The BC Liberal finance minister under the Christy Clark government likens this election race to a hockey game.
"The game is on. I said going into this campaign we were like a team going into the third period four goals down. We've got three of those goals back," says Mike de Jong during a stop in Kelowna to support Liberal candidates Norm Letnick (Kelowna-Lake Country) and Steve Thomson (Kelowna-Mission).
"We're not quite there yet but the excitement you sense on the part of Steve or Norm or any of the campaigns on the BC Liberal side is a real admiration for the job Premier Clark has done and the enthusiasm around the kind of response we're getting."
Starting far behind in the polls, or four goals back, many months prio to the election call was due mainly to a series of scandals and misteps by the current government from BC Rail to the HST and the ethnic vote scandal
"Any time you are being compared to perfection you are going to fall short. What the campaign has helped do is make people realize the comparison is not between a free enterprise BC Liberal party and perfection - it's between a free enterprise BC Liberal party and Mr. Dix and the NDP," stated de Jong.
"As that distinction has become clearer, as the flip-flo-p around things like Kinder Morgan, a platform that is completely uncosted. Mr. Dix will tell you he is not concerned about balancing the budget, in fact that term never shows up in the NDP platform."
de Jong, Letnick and Thomson continued to trumpet the party mantra of Liberal fiscal responsibility versus NDP spending.
"The clear choice has emerged and British Columbians have finally woken up to the fact they have a choice between Mr. Dix and the NDP who will spend their money, raise their taxes and drive them on a continuous basis into deficit and debt and the approach we have taken, fiscal prudence, balanced budgets and allowing the private sector to create the jobs and empower the economic growth we require," says de Jong.
"The campaign has clarified that. People have become more engaged and reminded themselves how British Columbia performed in the 1990's behind the rest of the country."
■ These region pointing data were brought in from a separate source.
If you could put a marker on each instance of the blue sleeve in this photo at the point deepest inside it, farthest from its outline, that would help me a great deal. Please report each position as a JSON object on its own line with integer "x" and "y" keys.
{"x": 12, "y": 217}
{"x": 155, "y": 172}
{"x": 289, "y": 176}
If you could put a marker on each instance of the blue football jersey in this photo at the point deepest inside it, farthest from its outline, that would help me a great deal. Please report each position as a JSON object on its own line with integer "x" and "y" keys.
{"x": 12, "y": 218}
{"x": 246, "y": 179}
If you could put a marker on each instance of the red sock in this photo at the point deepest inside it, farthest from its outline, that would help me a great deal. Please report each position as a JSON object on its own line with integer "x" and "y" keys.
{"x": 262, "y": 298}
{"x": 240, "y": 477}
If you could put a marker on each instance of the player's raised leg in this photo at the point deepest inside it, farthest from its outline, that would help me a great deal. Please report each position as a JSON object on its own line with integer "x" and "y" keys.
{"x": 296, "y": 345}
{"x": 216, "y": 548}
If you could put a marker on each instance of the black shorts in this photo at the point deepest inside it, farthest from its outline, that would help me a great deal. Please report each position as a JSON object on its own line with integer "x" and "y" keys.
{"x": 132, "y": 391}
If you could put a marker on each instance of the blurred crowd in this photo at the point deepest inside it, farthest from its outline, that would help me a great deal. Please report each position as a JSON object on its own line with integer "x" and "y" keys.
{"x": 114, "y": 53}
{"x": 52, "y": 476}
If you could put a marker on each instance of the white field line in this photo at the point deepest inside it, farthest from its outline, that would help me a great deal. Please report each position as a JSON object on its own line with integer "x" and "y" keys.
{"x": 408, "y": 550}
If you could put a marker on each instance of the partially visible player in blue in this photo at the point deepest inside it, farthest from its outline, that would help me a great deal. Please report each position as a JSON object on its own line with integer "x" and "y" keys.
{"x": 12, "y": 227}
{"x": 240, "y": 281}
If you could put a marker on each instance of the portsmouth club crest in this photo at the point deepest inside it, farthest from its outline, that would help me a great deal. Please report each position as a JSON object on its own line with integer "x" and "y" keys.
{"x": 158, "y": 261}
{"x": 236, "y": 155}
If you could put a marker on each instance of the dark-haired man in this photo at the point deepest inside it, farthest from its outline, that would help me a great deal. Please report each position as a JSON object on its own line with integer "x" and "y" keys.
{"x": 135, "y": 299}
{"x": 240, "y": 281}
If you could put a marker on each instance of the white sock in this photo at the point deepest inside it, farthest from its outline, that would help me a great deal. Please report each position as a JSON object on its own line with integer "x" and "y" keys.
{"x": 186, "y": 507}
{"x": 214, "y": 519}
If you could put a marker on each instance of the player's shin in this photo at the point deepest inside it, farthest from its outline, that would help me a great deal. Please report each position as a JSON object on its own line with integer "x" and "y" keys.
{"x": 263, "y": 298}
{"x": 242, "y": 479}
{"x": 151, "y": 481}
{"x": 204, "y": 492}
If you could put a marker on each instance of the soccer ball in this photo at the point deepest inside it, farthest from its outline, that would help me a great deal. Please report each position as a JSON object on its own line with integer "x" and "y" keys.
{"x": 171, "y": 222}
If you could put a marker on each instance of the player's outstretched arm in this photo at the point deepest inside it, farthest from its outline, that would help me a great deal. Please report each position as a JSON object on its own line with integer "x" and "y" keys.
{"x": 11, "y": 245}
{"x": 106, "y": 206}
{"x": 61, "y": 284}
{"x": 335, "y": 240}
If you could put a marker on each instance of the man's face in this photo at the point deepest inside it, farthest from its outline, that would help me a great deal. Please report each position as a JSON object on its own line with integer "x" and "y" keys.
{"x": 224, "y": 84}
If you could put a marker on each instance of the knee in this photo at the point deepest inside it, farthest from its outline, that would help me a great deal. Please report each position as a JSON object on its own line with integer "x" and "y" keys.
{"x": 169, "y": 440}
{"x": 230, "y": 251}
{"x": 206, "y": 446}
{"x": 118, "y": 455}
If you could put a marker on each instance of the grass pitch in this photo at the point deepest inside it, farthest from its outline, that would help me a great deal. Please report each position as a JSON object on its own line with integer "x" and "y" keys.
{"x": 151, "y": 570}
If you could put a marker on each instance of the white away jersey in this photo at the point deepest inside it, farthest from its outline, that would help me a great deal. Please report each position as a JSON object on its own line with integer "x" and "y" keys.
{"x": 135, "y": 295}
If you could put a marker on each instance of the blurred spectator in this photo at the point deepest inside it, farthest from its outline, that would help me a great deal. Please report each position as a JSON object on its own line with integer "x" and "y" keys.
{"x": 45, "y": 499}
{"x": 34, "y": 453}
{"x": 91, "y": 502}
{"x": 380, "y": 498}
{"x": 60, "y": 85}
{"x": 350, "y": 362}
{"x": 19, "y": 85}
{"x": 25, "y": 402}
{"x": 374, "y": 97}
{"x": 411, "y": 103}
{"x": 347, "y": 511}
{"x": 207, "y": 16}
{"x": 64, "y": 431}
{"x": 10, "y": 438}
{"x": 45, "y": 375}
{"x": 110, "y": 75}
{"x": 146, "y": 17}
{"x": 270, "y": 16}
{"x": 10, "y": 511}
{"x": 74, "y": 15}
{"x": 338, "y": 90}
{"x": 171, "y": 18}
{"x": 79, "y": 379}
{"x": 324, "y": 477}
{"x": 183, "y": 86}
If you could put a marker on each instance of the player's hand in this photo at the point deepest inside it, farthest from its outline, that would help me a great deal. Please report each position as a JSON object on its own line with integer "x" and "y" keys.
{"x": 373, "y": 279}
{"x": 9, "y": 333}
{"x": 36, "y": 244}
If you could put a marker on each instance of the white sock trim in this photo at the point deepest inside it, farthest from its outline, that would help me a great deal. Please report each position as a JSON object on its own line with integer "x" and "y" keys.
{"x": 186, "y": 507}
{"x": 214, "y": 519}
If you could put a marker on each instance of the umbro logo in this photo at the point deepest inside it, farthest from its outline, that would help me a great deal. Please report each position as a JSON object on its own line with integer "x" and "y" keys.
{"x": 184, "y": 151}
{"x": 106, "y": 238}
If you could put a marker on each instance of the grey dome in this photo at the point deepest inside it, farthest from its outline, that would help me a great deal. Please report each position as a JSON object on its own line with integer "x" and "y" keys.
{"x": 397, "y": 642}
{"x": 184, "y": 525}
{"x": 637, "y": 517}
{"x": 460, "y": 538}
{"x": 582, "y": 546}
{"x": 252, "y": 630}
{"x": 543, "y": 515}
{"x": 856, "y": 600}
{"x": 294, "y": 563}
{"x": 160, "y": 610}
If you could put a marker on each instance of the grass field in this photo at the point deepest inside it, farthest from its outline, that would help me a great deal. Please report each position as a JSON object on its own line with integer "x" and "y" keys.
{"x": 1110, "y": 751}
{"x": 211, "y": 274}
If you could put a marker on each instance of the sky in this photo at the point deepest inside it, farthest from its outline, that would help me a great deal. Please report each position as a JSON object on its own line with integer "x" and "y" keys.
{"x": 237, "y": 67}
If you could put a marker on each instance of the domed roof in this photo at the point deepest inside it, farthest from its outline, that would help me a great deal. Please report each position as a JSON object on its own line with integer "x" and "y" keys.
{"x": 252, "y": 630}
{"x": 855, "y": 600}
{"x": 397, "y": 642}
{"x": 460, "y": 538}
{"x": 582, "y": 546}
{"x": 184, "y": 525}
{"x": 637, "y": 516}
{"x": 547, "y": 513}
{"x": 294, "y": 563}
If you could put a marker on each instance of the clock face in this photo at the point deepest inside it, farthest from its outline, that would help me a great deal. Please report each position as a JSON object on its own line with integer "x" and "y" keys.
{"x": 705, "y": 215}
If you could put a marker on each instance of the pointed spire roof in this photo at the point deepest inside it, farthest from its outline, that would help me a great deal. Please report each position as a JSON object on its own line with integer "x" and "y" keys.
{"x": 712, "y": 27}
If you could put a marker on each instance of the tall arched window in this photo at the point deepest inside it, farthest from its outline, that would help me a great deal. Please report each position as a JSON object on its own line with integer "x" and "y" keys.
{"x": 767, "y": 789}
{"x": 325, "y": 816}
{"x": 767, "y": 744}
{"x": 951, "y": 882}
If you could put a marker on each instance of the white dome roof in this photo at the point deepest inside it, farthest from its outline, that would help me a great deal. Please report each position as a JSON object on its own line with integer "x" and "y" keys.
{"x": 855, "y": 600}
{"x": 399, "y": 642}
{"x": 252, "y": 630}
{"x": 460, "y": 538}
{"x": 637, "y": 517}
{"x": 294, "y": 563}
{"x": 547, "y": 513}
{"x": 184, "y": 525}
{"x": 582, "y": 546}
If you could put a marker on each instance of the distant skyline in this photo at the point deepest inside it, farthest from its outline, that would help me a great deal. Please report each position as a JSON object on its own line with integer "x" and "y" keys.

de Jong claims the electorate are beginning to realize the NDP are trying to bribe voters with their own money and the cycle of despair that created in the 1990's.
While the deficit has grown through the Liberal's time in office, de Jong stated part of that was through massive losses in revenues in the aftermath of 2008 and 2009.
"If you take the time the NDP was in office, they overspent their own budgeted amount by $7.8B. Over an 11 year period we have underspent by $1.5B," says de Jong.
"A perfect record, no. Comparitively a much better record of responsibly managing the people's finances, yes. You have MLA's here in the valley who have advocated very effectively, very passionately for local infrastructure and we have built. But, we have built within the context of responsible fiscal management."
Letnick stated the difference between the two governments was operating debt versus capital debt.
"When you are looking at our area, you're looking at $1.5B in investment since 2001. That's five times what the NDP invested here in capital infrastructure when they were in power," says Letnick.
"When someone says to me you have all this debt - I ask the question, what don't you want us to have? The bridge, the cardiac surgical unit at the hospital, UBC Okanagan. All these things this government started in 2001."
Letnick claims the only way the Liberals were able to accomplish that was through a strong entrepreneurial economy that attracts investment and people.